Berlusconi bleibt im Amt - Schwere Krawalle in Rom
Rom (dpa) - Der angeschlagene italienische Regierungschef Silvio Berlusconi bleibt auch ohne sichere parlamentarische Mehrheit im Amt. Mit nur drei Stimmen Vorsprung wehrte er einen Misstrauensantrag der Opposition äußerst knapp ab.
Bei der Abstimmung sprachen ihm am Dienstag in der Abgeordnetenkammer in Rom 311 Parlamentarier das Misstrauen aus, 314 votierten für ihn. Begleitet wurde sein Sieg von schweren Krawallen in Rom. Hunderte Berlusconi-Gegner und autonome Demonstranten verwüsteten bei Straßenschlachten mit der Polizei Teile der Altstadt. Mehr als 100 Menschen wurden verletzt.
Am Abend erneuerte Berlusconi das Angebot, mit der gemäßigten, Zentrumspartei UDC von Pier Ferdinando Casini zusammenzuarbeiten. Ein Einschluss der UDC in die Regierung sei durchaus denkbar, erklärte Berlusconi. Neuwahlen seien nicht wünschenswert für Italien, habe auch Staatspräsident Giorgio Napolitano deutlich gemacht, so Berlusconi. Der 74-Jährige hatte das Staatsoberhaupt zuvor im Quirinale-Palast über den Abstimmungstag im Parlament und seine Vorstellungen über das weitere Vorgehen informiert.

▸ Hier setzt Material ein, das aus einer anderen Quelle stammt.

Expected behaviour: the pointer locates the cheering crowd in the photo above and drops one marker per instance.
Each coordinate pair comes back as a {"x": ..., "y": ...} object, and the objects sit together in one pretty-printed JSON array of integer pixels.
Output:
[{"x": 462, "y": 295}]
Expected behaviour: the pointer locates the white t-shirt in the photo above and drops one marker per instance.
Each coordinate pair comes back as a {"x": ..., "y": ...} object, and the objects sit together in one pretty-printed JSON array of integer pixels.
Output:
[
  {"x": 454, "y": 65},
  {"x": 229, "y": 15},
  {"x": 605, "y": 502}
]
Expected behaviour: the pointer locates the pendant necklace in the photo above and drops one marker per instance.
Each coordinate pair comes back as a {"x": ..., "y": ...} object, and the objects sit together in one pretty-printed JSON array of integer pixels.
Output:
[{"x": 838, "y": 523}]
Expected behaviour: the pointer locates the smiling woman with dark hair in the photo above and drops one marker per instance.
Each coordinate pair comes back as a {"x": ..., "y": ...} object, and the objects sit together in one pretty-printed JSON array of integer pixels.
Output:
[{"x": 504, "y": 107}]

Berlusconi hatte in einer Regierungserklärung am Vortag alle gemäßigten Kräfte des Parlaments zur Zusammenarbeit aufgerufen. Dabei nahm er vor allem Casinis UDC als möglichen Partner für ein breiteres Bündnis ins Visier. Von seiner Partei gebe es kein Veto gegen die UDC, hatte auch Berlusconis Bündnispartner Umberto Bossi von der rechtspopulistischen Lega Nord bereits erklärt.
Berlusconis Lager hatte das Abstimmungsergebnis in der Kammer erleichtert und mit tosendem Applaus begrüßt. Zahlreiche Abgeordnete schwenkten die italienische Trikolore-Flagge. Andere forderten in Sprechchören den Rücktritt von Abgeordnetenhauspräsident Gianfranco Fini - Berlusconis einstigem Bündnispartner und seinen heutigen Herausforderer. Während der Abstimmung kam es zu einem Handgemenge zwischen aufgebrachten Parlamentariern beider Lager. Fini werde aber nicht zurücktreten, teilte sein Sprecher Fabrizio Alfano dazu mit.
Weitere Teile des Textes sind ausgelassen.